Your Best Engineers Aren’t Always Coding (And That’s a Good Thing)
I see it every week: An engineer apologizes for “not getting enough done” because their commits are down. Instead, they spent time mapping user journeys, updating docs, or joining a feedback call. They feel like they wasted time.
This mindset hurts teams. It trains engineers to measure value in lines of code, not in outcomes. Shipping fast feels good—until you ship the wrong thing, or no one can use what you built, or the next team spends a day untangling your code.
Here’s the reality: Building great products means spending time away from the IDE. Product discovery, planning, debugging real user pain—these are where impact happens. Every useful doc, every clear ticket, every hour understanding the user is a multiplier on future work.

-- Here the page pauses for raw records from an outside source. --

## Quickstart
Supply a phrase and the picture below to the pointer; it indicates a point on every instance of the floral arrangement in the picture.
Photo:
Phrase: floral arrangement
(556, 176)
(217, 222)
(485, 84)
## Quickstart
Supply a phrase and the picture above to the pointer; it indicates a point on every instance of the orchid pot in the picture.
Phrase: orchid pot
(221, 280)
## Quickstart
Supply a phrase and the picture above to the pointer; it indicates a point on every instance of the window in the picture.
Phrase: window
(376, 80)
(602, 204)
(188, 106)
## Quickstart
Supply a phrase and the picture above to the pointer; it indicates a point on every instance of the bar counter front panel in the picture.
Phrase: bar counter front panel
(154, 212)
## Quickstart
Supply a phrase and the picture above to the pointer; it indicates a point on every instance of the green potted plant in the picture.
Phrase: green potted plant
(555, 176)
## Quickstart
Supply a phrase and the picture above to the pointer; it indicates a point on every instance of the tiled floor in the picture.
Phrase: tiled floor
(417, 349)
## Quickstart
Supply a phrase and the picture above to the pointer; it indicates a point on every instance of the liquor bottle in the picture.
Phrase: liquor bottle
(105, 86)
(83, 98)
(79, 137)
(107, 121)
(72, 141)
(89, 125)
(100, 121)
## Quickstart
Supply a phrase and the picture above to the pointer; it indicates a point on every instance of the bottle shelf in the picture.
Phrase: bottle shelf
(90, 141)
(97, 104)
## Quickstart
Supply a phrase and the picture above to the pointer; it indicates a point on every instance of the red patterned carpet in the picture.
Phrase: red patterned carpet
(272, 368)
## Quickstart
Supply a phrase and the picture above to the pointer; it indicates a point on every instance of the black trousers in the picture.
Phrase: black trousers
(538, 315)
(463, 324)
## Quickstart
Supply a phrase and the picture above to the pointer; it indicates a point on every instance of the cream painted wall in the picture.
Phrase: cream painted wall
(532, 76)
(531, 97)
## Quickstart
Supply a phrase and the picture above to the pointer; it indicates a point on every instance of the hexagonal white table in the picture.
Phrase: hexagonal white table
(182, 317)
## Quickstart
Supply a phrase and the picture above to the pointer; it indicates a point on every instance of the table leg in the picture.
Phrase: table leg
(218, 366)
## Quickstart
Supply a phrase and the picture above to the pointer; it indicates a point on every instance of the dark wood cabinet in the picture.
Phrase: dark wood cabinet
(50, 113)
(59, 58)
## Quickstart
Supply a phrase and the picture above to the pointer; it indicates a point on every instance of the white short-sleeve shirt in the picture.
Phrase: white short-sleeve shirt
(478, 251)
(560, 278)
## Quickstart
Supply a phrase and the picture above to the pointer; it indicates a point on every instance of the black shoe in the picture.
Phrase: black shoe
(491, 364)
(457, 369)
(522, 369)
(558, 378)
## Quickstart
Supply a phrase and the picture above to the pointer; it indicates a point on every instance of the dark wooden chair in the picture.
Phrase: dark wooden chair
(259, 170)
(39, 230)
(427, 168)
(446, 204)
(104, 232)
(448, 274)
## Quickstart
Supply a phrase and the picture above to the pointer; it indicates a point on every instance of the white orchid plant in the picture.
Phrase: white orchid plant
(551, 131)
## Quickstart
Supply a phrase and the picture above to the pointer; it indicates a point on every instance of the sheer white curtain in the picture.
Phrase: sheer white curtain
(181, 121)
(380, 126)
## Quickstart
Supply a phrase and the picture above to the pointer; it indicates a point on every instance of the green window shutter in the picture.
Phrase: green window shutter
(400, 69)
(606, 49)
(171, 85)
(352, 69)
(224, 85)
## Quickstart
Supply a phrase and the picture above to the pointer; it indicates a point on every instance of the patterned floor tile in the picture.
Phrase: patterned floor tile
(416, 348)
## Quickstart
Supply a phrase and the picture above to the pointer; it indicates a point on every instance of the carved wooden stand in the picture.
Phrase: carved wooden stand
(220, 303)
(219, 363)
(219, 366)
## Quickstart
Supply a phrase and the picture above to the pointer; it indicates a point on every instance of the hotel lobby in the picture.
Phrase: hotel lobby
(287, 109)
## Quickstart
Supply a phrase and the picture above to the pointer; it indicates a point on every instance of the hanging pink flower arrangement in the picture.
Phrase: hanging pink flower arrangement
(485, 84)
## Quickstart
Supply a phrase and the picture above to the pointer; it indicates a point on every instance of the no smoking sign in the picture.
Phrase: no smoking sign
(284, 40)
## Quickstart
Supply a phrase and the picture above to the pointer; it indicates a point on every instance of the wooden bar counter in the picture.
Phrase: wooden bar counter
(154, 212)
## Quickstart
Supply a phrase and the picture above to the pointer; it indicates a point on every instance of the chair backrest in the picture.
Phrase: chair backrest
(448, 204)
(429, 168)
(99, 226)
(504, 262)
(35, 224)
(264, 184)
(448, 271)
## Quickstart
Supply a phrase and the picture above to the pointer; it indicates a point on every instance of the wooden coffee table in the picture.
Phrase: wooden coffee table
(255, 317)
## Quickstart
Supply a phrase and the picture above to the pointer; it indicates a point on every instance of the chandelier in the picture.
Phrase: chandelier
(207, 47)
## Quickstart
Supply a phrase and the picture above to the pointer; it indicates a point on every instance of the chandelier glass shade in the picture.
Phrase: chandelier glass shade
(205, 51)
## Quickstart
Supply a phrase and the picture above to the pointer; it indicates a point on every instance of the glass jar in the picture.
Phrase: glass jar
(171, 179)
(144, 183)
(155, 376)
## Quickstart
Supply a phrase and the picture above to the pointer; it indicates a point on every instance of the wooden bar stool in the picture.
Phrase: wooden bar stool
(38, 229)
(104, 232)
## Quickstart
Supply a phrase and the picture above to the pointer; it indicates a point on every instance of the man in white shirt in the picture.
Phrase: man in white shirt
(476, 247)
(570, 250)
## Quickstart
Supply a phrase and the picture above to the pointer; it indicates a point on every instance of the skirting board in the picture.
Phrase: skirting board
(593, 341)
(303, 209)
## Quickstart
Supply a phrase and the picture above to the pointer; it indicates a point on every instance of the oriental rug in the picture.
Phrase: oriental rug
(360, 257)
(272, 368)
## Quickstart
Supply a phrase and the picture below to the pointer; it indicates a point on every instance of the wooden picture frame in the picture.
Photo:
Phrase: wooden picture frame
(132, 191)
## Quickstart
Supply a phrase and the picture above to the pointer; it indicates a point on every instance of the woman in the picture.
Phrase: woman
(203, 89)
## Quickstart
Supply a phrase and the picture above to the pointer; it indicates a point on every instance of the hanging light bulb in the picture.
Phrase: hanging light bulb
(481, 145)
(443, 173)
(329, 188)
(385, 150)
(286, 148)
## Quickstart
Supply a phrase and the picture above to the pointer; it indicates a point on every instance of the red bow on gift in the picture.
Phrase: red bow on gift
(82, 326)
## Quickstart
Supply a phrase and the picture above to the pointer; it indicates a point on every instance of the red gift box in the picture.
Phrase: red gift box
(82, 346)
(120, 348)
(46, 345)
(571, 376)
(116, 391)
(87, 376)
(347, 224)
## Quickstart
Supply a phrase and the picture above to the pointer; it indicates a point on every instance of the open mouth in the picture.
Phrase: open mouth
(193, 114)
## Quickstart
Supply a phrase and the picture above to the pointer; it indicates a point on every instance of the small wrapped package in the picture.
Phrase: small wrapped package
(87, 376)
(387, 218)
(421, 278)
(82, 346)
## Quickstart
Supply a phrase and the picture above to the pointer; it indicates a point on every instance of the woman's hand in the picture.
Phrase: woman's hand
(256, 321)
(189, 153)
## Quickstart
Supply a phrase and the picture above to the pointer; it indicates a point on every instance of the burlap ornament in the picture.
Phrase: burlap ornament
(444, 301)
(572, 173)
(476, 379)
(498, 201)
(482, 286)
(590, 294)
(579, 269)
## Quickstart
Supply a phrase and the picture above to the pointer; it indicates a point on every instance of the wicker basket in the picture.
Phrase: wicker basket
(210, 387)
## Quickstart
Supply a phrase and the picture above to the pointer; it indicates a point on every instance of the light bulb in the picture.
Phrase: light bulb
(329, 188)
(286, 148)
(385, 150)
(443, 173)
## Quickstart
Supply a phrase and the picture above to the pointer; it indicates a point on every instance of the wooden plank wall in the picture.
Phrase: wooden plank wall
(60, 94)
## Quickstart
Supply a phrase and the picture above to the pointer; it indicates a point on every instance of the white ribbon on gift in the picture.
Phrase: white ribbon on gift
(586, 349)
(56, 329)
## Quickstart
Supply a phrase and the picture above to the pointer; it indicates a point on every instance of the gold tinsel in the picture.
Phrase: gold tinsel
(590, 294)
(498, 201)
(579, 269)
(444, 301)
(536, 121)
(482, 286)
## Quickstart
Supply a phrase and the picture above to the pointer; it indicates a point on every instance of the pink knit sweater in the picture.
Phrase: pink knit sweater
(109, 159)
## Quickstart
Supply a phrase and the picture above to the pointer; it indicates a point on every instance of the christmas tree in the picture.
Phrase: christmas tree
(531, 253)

In my teams, I treat these activities as first-class work. You join a user interview or clarify a messy spec? That’s progress. You write documentation that unblocks someone next quarter? That’s real output. Some of the best product breakthroughs started with devs asking basic product questions outside a sprint meeting.
You won’t build a high-performing team by pushing everyone to code all day. You get there by helping engineers own the product, not just the codebase. You support them when they solve the right problems—not just code faster.
If you want impact, stop counting commits. Start counting solved problems. Your best engineers already do. Support them in that, and you’ll see the real work get done.